★さちゅりこん――渡邊史郎と縦塗横抹

世界が矛盾的自己同一的形成として、現在において過去と未来とが一となるという時、我々は反省的である。(西田幾多郎)

公共的な、あまりに公共的な

2011-01-05 23:25:26 | 思想


先週から井上達夫編『公共性の法哲学』を最初から読んでいる。
はじめは、田島正樹氏の論文をチェックするために手にとってみたのであるが、編者のまえがきが、公共性への議論の簇生がきわめていかがわしいものであることを百も承知の上で議論を始めるのだ、と述べていたので思い切って買ってしまうことにしたのである。いままでは公と言えば滅私奉公のことでした、であるからして新たな公共が必要です──式の議論をする者のいかがわしさを私は日々感じるので、少なくとも共感はしたのである。常識を疑った結果を社会に還元します、知的刺激を受け与えてもゆきたいです、ありがたくおはなしを聞かせて頂きましたので質問します、こういう物言いを連発する人間が理由はわからんがどうも私欲に走るタイプであるのは今に始まったことではないにせよ、ちょっと最近はひどい。一部のリバタリアンの鬱積は爆発寸前だろう。私はこちらの暴発がどういう形をとるかも怖ろしいような気がする。ただ、こういう現状に対して、則天去私であれ且つ虚無の上に自我を置け、といった文学的逆説が威力を失っているとすれば、もういちど歴史的に人間の社会のありかたをギリシャから考え直すぜ、という流れは止まらないであろう。かかるとき、我々の社会を動かしている物語的いい加減さ──というかほとんど源氏物語的な磁場であるが──に論理的に反発して行くという心構えになる訳である。専門外の書物なので、かなり分からないところがあったが、論者たちの心意気はそんな感じだと思った。こういう議論の雰囲気は、昔の「近代の超克」論の時にもあった。私がそこらを勉強して得た認識は、ユマニストであることの困難──スコラ的になるのを避けようとして自らのルサンチマンが論理をねじ曲げるのを逆に見逃す危険性が常につきまとうということであった。

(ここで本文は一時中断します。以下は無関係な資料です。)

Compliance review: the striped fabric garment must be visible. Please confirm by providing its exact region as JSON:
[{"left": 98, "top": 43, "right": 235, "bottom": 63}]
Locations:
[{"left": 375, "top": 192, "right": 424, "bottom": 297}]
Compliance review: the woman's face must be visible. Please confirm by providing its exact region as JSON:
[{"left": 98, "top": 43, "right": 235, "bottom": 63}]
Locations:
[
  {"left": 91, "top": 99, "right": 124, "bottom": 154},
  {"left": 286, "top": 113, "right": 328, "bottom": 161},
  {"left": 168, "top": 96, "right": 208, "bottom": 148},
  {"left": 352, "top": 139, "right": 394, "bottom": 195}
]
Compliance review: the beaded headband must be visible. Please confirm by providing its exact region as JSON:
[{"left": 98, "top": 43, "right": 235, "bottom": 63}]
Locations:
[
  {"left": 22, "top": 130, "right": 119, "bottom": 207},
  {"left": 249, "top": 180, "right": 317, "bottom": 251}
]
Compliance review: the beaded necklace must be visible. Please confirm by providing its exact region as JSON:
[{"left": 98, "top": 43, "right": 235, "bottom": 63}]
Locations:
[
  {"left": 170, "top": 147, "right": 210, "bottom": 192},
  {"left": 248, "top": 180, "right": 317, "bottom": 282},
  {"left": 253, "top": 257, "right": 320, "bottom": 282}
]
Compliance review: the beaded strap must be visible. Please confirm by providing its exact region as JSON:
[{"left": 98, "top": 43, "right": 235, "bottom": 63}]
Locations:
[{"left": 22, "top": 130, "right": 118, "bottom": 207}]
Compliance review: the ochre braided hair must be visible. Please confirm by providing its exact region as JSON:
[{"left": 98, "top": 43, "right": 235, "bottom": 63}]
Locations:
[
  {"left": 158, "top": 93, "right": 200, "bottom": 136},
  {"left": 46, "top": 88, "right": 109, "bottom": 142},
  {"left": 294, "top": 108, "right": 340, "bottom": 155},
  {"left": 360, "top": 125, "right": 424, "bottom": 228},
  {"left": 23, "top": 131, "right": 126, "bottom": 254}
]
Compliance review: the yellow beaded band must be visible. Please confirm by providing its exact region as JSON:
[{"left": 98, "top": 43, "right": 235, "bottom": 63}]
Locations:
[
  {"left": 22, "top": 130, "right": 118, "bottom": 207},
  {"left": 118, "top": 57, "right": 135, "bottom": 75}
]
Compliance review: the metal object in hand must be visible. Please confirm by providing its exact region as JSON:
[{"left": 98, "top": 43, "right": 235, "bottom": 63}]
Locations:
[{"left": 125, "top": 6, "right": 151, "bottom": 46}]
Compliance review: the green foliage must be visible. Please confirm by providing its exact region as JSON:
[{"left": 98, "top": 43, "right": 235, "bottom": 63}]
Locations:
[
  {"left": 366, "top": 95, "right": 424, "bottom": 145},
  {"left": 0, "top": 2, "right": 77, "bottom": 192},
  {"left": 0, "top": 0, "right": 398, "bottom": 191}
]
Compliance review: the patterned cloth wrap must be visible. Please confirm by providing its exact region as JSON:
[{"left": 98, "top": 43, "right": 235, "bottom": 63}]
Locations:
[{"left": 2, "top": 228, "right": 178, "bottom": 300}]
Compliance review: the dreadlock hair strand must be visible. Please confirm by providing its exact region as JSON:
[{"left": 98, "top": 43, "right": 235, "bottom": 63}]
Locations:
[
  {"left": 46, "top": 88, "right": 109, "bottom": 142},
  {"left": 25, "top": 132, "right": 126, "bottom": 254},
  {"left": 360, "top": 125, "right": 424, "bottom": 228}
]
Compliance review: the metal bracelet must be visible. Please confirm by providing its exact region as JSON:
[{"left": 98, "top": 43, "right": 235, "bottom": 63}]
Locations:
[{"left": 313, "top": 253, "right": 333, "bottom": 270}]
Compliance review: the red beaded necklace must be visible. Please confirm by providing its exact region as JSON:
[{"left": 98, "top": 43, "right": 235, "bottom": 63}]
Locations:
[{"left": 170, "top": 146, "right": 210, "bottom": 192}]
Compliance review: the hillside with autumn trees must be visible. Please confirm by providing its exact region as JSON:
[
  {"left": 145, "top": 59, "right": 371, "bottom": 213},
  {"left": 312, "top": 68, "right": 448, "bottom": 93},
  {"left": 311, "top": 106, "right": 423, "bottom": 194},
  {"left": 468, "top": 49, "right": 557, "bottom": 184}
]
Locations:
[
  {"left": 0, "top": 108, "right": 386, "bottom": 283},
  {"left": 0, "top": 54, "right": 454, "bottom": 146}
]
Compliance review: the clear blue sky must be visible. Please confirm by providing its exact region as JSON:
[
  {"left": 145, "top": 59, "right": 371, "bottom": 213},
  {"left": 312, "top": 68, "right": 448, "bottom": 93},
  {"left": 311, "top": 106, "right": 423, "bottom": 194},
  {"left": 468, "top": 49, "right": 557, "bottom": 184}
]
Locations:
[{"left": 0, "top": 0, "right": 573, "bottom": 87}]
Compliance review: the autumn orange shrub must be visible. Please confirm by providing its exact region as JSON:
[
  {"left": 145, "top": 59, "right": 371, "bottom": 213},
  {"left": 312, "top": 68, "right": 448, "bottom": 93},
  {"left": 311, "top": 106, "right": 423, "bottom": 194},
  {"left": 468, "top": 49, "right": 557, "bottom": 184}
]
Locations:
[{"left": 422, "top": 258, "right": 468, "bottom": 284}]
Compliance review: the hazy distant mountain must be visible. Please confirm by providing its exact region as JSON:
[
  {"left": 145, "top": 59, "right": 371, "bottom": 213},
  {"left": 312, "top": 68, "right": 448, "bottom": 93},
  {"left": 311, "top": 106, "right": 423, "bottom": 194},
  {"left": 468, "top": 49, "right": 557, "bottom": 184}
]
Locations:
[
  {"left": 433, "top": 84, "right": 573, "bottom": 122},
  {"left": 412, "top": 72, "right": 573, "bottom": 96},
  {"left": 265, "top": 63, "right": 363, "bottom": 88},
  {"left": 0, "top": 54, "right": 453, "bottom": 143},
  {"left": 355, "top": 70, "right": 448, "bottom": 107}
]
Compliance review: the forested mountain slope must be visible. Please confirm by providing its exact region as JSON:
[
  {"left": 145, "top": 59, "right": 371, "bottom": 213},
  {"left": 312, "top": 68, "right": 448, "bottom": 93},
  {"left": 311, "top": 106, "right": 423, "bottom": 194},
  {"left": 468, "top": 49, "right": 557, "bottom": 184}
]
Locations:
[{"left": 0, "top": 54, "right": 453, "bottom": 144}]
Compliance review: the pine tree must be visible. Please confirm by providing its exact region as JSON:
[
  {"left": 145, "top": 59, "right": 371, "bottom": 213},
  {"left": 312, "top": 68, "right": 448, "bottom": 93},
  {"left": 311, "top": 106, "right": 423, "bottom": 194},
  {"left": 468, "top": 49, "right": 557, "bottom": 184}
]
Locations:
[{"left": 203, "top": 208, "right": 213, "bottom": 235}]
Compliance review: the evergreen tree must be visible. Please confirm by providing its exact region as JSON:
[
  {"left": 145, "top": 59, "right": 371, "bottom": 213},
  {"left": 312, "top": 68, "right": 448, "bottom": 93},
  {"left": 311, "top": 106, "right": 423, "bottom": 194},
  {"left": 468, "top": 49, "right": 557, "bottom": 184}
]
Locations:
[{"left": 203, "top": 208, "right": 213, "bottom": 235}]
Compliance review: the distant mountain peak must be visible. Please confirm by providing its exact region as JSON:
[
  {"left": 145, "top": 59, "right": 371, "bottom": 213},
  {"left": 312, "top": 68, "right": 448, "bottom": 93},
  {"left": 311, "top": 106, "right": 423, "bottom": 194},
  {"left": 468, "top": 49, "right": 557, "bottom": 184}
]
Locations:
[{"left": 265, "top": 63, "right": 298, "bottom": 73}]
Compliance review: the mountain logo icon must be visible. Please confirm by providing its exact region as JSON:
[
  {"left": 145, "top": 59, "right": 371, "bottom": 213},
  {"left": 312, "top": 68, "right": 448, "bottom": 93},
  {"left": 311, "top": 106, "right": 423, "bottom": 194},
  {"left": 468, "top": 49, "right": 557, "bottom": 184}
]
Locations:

今日は、やっとこさっとこ、田島正樹氏の論文と谷口功一氏の論文までたどりついた。

田島氏の論文の感想はいつか書こうと思う。谷口氏の論についていえば、氏も言っているように鶴見俊輔の「二人の哲学者」のバリエーションというかんじであった。私は、「コミュニケイションの皮にかくれたデスコミュニケイションをはっきり見つめ、この量と質を計算しておかなければならない」という鶴見の意見がまあ妥当な意見だとはおもいつつも、こういう心がけをいかに維持するかという課題において、谷口氏が相対的に退ける中野重治の意見──だからこそ超階級的な、一般人間的なロマン主義?が必要なのだという当為と解すべきである──を避けることができないような気がしてきた。それにしても谷口氏の中野重治の文章の解釈はそもそもこれで大丈夫なのか、私は確かめたくなった。

とはいえ、谷口氏の引用する中野重治の『国会演説集』は私の家には見つからなかった。残念。